Gary Cohn reportedly told chief of staff John Kelly: “Don’t you f**ing dare call the Justice Department. We are not going to do business that way.”
Cohn, a former president of Goldman Sachs, directed the White House’s National Economic Council, a body that gives the president economic advice. He left the White House about a year later.
Kelly and Cohn did not comment to the New Yorker’s Jane Mayer.
Mayer sets Trump’s opposition to the deal in the context of his close ties to Fox and enmity to CNN, which he denounces as “fake news.” Time Warner owns CNN, and, she writes, ” … saw the deal as essential to its survival at a time when the media business is increasingly dominated by giant competitors such as Google and Facebook.”
Fox, on the other hand, opposed it. Trump, a close ally of Fox, claimed that the deal was “not good for the country,” but also said he was “not going to get involved.”
Mayer notes the very close connections between Fox and Trump’s White House, with the conservative network closely following administration talking points, and Trump reportedly watching it for hours every day.

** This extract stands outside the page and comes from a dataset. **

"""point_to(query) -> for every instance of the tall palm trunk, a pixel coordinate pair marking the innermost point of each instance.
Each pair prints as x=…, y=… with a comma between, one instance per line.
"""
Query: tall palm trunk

Bill Shine, a former co-president of Fox, kept being paid by the network after becoming White House communications director.
The U.S. government opposed the AT&T/Time Warner merger in court, losing its case last June. After the decision, a Time Warner spokesman said that the case against the company had been “political in its motivation” and driven by Trump’s hostility to CNN.
Trump complained to Kelly about Cohn’s scruples, Mayer reports, saying at one point: “I’ve been telling Cohn to get this lawsuit filed and nothing’s happened! I’ve mentioned it fifty times. And nothing’s happened. I want to make sure it’s filed. I want that deal blocked!”